The extent of interindividual variation in ancestral proportions among Latinos presents the opportunity to correlate global ancestry with quantitative traits of asthma, such as FEV1
, a surrogate for asthma severity, and bronchodilator response to albuterol. Differences in ancestry proportion may partly explain the dramatic differential in these traits between Puerto Ricans and Mexicans. To address this hypothesis, we used regression models to test for association between individual admixture (IA) estimates and the quantitative distributions of asthma severity, as defined by FEV1
and bronchodilator responsiveness (ΔFEV1
) among Puerto Ricans and Mexicans (11
). Age, sex, asthma duration, regular use of asthma medication, socioeconomic status (SES), and body mass index (BMI) were entered in the model as covariates. To adjust for potential environmental interactions, secondhand exposure to environmental tobacco smoke (ETS) and birthplace were also incorporated into the models as covariates. We used a forward stepwise procedure to select covariates for each model.
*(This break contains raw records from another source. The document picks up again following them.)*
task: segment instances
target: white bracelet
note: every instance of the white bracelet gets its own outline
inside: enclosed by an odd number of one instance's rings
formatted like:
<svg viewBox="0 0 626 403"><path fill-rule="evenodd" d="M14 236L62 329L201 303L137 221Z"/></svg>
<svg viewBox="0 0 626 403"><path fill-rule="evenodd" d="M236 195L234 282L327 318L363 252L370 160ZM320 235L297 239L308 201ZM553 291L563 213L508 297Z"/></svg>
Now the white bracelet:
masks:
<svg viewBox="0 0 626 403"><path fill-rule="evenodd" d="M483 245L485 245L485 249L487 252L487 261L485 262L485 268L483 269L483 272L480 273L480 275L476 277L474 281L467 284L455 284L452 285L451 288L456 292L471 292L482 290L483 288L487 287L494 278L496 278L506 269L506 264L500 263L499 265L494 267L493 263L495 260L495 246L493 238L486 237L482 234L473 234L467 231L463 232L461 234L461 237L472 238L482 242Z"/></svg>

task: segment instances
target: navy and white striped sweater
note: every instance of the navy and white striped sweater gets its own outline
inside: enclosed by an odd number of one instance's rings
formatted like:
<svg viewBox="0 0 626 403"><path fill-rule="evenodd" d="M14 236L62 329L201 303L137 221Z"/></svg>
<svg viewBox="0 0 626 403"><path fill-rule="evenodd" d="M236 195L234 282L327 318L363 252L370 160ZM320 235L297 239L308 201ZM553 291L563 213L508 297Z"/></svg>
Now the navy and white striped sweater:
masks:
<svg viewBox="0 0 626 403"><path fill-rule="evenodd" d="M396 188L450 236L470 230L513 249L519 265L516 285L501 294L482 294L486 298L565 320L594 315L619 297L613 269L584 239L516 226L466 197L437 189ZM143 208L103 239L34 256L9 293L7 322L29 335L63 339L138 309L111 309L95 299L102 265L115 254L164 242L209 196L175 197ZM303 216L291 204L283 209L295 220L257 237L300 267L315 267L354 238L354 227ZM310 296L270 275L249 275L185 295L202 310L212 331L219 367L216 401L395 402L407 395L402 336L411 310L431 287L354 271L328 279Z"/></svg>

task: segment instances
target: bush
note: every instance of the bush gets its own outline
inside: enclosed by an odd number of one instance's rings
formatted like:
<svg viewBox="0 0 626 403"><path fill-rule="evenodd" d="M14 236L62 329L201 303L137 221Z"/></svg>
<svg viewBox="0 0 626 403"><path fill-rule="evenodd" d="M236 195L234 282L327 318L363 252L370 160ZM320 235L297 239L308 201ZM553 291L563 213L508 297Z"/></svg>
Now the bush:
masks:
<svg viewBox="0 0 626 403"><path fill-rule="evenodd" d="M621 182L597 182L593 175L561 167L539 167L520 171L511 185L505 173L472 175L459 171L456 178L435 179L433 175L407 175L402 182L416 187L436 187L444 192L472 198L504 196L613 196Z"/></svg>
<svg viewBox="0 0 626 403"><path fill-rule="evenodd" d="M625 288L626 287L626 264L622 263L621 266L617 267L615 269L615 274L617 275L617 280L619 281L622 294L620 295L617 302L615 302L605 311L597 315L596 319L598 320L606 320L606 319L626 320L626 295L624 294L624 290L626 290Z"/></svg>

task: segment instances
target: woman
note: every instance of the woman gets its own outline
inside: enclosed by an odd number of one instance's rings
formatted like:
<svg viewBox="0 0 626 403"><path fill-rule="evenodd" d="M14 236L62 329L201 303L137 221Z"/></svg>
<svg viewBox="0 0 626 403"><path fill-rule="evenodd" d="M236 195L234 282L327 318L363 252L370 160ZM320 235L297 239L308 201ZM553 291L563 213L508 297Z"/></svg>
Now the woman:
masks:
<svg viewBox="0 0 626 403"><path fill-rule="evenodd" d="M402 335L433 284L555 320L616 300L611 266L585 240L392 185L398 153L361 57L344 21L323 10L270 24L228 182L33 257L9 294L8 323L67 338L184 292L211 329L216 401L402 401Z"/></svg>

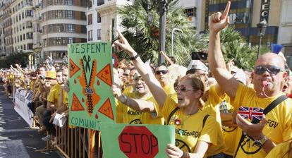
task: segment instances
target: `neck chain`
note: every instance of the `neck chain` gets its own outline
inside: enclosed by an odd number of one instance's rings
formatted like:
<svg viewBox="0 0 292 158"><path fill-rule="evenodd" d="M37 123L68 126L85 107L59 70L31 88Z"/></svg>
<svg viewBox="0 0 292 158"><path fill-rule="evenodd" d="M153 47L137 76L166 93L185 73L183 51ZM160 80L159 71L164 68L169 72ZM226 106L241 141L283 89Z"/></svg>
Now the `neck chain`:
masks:
<svg viewBox="0 0 292 158"><path fill-rule="evenodd" d="M183 109L181 111L181 113L182 113L181 114L181 116L182 116L182 119L181 121L179 119L176 119L175 121L175 123L176 125L181 125L181 130L179 130L179 134L181 135L181 137L183 136L183 126L185 124L185 122L186 121L187 119L188 119L190 116L192 116L193 114L190 114L190 115L187 115L186 117L185 117L185 114L183 113Z"/></svg>

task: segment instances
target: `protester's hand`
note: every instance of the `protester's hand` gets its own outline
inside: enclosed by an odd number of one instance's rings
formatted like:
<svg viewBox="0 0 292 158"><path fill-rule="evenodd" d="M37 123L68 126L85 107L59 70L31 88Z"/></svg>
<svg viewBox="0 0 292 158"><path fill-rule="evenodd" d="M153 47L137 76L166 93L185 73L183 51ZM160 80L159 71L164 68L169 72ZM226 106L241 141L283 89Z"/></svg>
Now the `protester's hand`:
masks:
<svg viewBox="0 0 292 158"><path fill-rule="evenodd" d="M135 50L130 47L130 44L128 42L127 39L123 37L121 32L116 30L116 32L118 34L119 40L114 42L113 46L116 47L118 51L124 50L129 55L133 54Z"/></svg>
<svg viewBox="0 0 292 158"><path fill-rule="evenodd" d="M229 24L229 17L228 16L228 13L230 9L230 1L227 2L223 13L217 12L211 15L209 22L209 30L210 32L217 33L224 29Z"/></svg>
<svg viewBox="0 0 292 158"><path fill-rule="evenodd" d="M54 119L55 119L55 116L56 116L56 112L54 112L53 114L51 114L51 119L49 119L49 123L52 123L53 122L53 121L54 121Z"/></svg>
<svg viewBox="0 0 292 158"><path fill-rule="evenodd" d="M115 85L113 85L111 86L111 89L113 90L114 96L116 98L118 99L119 97L121 97L121 89L118 87L118 86L116 86Z"/></svg>
<svg viewBox="0 0 292 158"><path fill-rule="evenodd" d="M50 82L46 81L46 83L44 83L44 87L51 87Z"/></svg>
<svg viewBox="0 0 292 158"><path fill-rule="evenodd" d="M232 59L226 63L226 68L229 72L231 72L232 67L234 66L234 59Z"/></svg>
<svg viewBox="0 0 292 158"><path fill-rule="evenodd" d="M266 124L267 120L264 115L262 116L262 120L257 124L253 124L250 121L245 120L240 114L236 116L236 123L238 126L245 133L253 138L254 140L259 140L262 138L264 134L262 133L262 129Z"/></svg>
<svg viewBox="0 0 292 158"><path fill-rule="evenodd" d="M171 144L167 145L165 152L167 157L171 158L181 158L183 154L183 150Z"/></svg>

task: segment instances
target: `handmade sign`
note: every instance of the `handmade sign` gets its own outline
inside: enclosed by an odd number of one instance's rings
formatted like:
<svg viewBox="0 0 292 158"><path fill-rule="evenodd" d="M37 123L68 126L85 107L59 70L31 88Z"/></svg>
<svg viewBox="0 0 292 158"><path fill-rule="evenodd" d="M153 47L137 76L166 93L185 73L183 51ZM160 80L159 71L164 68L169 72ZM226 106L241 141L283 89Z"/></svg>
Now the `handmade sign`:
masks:
<svg viewBox="0 0 292 158"><path fill-rule="evenodd" d="M166 157L167 144L175 142L174 126L102 123L104 157Z"/></svg>
<svg viewBox="0 0 292 158"><path fill-rule="evenodd" d="M99 122L114 122L109 42L68 44L69 124L98 130Z"/></svg>

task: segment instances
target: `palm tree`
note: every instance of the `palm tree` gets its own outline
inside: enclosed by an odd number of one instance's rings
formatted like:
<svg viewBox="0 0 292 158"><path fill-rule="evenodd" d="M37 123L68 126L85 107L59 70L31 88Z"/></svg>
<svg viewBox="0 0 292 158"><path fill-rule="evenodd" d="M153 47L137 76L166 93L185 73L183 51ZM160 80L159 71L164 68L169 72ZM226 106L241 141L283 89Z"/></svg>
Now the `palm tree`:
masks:
<svg viewBox="0 0 292 158"><path fill-rule="evenodd" d="M151 59L157 63L159 47L158 8L154 6L156 0L150 0L150 9L145 0L136 0L133 5L126 5L118 10L121 17L121 25L125 28L123 34L133 48L139 52L144 61ZM166 16L166 51L171 51L171 30L179 28L183 34L177 34L174 42L174 57L180 64L187 65L190 60L190 52L207 47L207 41L200 39L203 35L197 35L190 25L183 9L175 6L176 1L169 4ZM204 48L206 48L204 47ZM121 58L128 58L118 54Z"/></svg>

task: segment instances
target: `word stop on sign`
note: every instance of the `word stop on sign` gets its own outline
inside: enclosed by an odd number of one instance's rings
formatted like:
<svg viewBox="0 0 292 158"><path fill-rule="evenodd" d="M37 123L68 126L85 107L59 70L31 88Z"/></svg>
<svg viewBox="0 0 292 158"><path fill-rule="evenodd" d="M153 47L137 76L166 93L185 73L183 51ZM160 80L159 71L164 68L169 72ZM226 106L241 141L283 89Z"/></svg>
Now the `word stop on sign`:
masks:
<svg viewBox="0 0 292 158"><path fill-rule="evenodd" d="M120 150L128 157L154 158L157 138L145 126L126 126L118 135Z"/></svg>

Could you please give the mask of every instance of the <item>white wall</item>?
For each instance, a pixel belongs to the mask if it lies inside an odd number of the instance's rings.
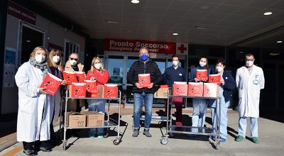
[[[17,50],[18,36],[19,33],[20,20],[11,15],[7,16],[5,46]],[[80,45],[80,58],[84,62],[85,38],[73,32],[65,33],[60,26],[50,21],[36,16],[36,26],[45,30],[45,47],[48,43],[58,45],[64,48],[65,40],[67,39]],[[50,40],[48,40],[48,37]],[[17,70],[17,69],[16,69]],[[2,88],[1,114],[16,113],[18,111],[18,88]]]

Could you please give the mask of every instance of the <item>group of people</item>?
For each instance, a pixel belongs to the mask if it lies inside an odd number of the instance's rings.
[[[173,66],[167,68],[162,74],[158,65],[149,57],[149,52],[145,48],[139,50],[138,60],[133,63],[127,73],[127,81],[133,84],[133,121],[134,131],[133,137],[139,135],[140,116],[143,104],[145,105],[145,123],[143,134],[151,137],[150,125],[152,118],[152,106],[155,86],[164,82],[170,87],[174,82],[187,82],[185,69],[179,66],[179,57],[172,57]],[[192,123],[193,127],[203,127],[205,123],[207,106],[211,108],[212,126],[219,125],[221,142],[226,139],[227,116],[226,112],[231,96],[231,90],[236,86],[239,90],[239,135],[236,141],[241,141],[246,135],[246,118],[251,119],[251,132],[252,141],[258,143],[258,117],[259,116],[260,90],[264,88],[264,76],[261,67],[253,65],[254,57],[252,54],[245,55],[246,65],[238,69],[236,81],[230,72],[224,70],[226,61],[220,59],[216,62],[215,74],[222,75],[221,84],[219,86],[221,97],[221,123],[219,120],[219,107],[215,101],[194,98],[192,99],[193,113]],[[201,57],[196,68],[192,69],[189,82],[200,82],[195,78],[197,69],[207,69],[208,75],[214,74],[209,67],[208,59]],[[62,79],[62,72],[84,72],[84,65],[79,62],[79,56],[76,53],[70,55],[63,67],[62,57],[58,50],[50,52],[43,47],[37,47],[30,55],[28,62],[23,63],[18,69],[15,76],[16,85],[18,87],[18,112],[17,123],[17,140],[23,142],[23,152],[28,155],[36,155],[37,151],[50,152],[50,143],[56,141],[53,130],[53,123],[56,123],[60,111],[62,89],[68,89],[67,82],[62,81],[61,87],[55,96],[45,91],[45,88],[40,88],[48,73]],[[150,74],[151,85],[143,88],[138,83],[138,74]],[[208,76],[207,75],[207,76]],[[103,68],[102,60],[94,57],[92,61],[90,69],[87,72],[86,79],[96,81],[98,85],[108,82],[109,72]],[[203,80],[202,82],[206,82]],[[67,111],[81,111],[84,106],[83,100],[70,99],[68,101]],[[218,102],[218,101],[217,101]],[[104,113],[106,101],[102,99],[87,100],[89,111],[96,111]],[[182,125],[182,98],[173,98],[172,104],[176,108],[176,122],[178,126]],[[217,109],[217,111],[216,111]],[[216,114],[215,112],[217,112]],[[168,112],[166,112],[168,113]],[[92,128],[89,132],[89,137],[102,138],[103,128]],[[189,135],[194,137],[195,135]]]
[[[84,72],[84,65],[79,62],[79,56],[72,53],[63,67],[62,57],[58,50],[50,52],[44,47],[36,47],[30,55],[28,62],[23,63],[15,75],[18,87],[18,111],[17,121],[17,140],[23,143],[23,152],[36,155],[39,150],[52,151],[51,145],[56,145],[57,139],[53,123],[58,122],[60,115],[63,89],[68,89],[66,80],[62,80],[54,96],[40,88],[48,73],[62,79],[62,72]],[[103,68],[102,60],[94,57],[91,69],[86,78],[104,84],[109,80],[109,72]],[[67,111],[81,111],[84,106],[83,100],[70,99]],[[105,100],[87,101],[89,110],[104,113]],[[74,131],[73,131],[74,132]],[[89,136],[102,138],[103,128],[92,128]]]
We found significant relationships between ancestry and asthma severity in our Mexican American population. European ancestry was associated with more severe asthma (defined by lower baseline FEV1 [Pearson r = –0.211, p = 0.0051; Spearman r = −0.228, p = 0.0024]). European ancestry remained a significant predictor of baseline FEV1 in a multivariate regression model after adjustment for age, sex, asthma duration, regular use of asthma medication, ETS exposure, birthplace, SES, recruitment site, and BMI. The forward stepwise regression model identified age and ETS exposure as the only other significant effectors of baseline FEV1. A decrease of 1.7% (95% CI, 0.6–2.8%) in baseline FEV1 was observed per 10% increase in European ancestry. Because our Mexican subjects with asthma, on average, had 45% European, 52% Native American, and only 3% African ancestry, there was a strong negative correlation between Native American and European ancestry. Therefore, any negative association with European ancestry would be expected to have a positive association with Native American ancestry. As expected, in models in which Native American ancestry was the main predictor, Native American ancestry was associated with milder asthma (defined as higher measures of baseline FEV1 [Pearson r = 0.176, p = 0.0197; Spearman r = 0.186, p = 0.0139]). After correction for the aforementioned potential confounders, Native American ancestry remained significantly associated with higher baseline FEV1 values.
We also tested the association between ancestry and asthma severity as a qualitative trait, comparing the proportion of ancestry among subjects with mild versus severe asthma, as defined by asthma medication use and clinical symptoms. We found an association between higher European ancestry and asthma severity among Mexicans with asthma. For each 10% increase in European ancestry, there was an approximate 37% risk increase for severe asthma. Adjustment for age, sex, asthma duration, ETS exposure, birthplace, and BMI did not affect the association. Conversely, Native American ancestry was associated with decreased risk of asthma severity, with an OR of 0.66 (95% CI, 0.54–0.81, p = 0.00006) for having severe asthma versus mild asthma per 10% increase in Native American admixture. Both of the associations between European ancestry and lower baseline FEV1 and increased clinical severity were significant after adjustment for multiple hypothesis testing. These associations between ancestry and asthma-related phenotypes provide supporting evidence for the use of admixture mapping method (described below) to identify genes associated with asthma-related traits among Latino populations.